Field notes from Albany (part 2)

One of my neighbors constructed one of those Little Free Libraries. You have probably seen them – perched at the fronts of lawn, they resemble birdhouses, but with a glass door and room for books inside. The idea is that you take a book while leaving a book and no money exchanges hands. But I admit I don’t completely understand it. There is a big free library just a few blocks away, which has a much larger selection, plus it’s air conditioned.

When I saw it I went to the local thrift store and bought all their copies of The DaVinci Code and put them all in there. I figured it would happen eventually so I might as well hasten the process. Actually I’m just kidding, that would have been mean. I made sure to include a cross-section of the work of Dan Brown.

Strangely enough, later that summer the Little Free Library got designated as a Pokémon Gym. That’s a place where Pokémon Go players go to battle one other. For a few weeks, there were all these kids flitting around, eyes on screens, thumbs twitching, never exchanging any books. Like moths to a flame, or more precisely like Venomoths to a Flareon.

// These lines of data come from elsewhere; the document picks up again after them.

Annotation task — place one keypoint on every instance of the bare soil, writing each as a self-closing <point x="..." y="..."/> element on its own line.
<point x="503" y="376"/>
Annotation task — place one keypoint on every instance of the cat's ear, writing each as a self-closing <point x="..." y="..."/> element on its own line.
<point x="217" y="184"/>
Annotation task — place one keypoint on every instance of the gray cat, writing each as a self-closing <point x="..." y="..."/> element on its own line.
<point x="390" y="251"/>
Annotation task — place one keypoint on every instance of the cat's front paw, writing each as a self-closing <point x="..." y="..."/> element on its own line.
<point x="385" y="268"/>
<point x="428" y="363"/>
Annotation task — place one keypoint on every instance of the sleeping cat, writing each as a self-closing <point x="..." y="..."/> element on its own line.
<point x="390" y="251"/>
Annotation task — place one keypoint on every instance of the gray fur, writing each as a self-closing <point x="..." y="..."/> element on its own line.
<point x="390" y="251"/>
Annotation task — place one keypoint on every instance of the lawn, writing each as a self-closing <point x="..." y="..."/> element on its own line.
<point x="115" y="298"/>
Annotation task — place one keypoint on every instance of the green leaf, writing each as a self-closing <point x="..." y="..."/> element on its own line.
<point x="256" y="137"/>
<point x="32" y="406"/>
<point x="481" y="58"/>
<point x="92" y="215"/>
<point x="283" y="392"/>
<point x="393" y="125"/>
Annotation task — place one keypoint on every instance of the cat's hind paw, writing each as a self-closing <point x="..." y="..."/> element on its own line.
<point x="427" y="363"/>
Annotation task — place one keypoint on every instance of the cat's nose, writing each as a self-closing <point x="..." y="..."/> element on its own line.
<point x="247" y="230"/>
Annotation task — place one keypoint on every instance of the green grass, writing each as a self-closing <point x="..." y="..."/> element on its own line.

Speaking of unwanted books, a different neighbor had a yard sale the other day and was selling her college textbooks from the 1980s for $1 each. One of them was Principles of Economics. I knew she hadn’t done the reading for that class because right on page 6 it says “don’t wait until something has lost 98% of its value before selling it”. I imagine the thought process when her family moved there back around 2000: “I’m still hoping to do the reading, but I’ll give myself a 15-year deadline”. I ended up buying Principles of Economics for 50 cents (page 268: don’t ever pay full price) and used it swat away children as I added it to the Little Free Library.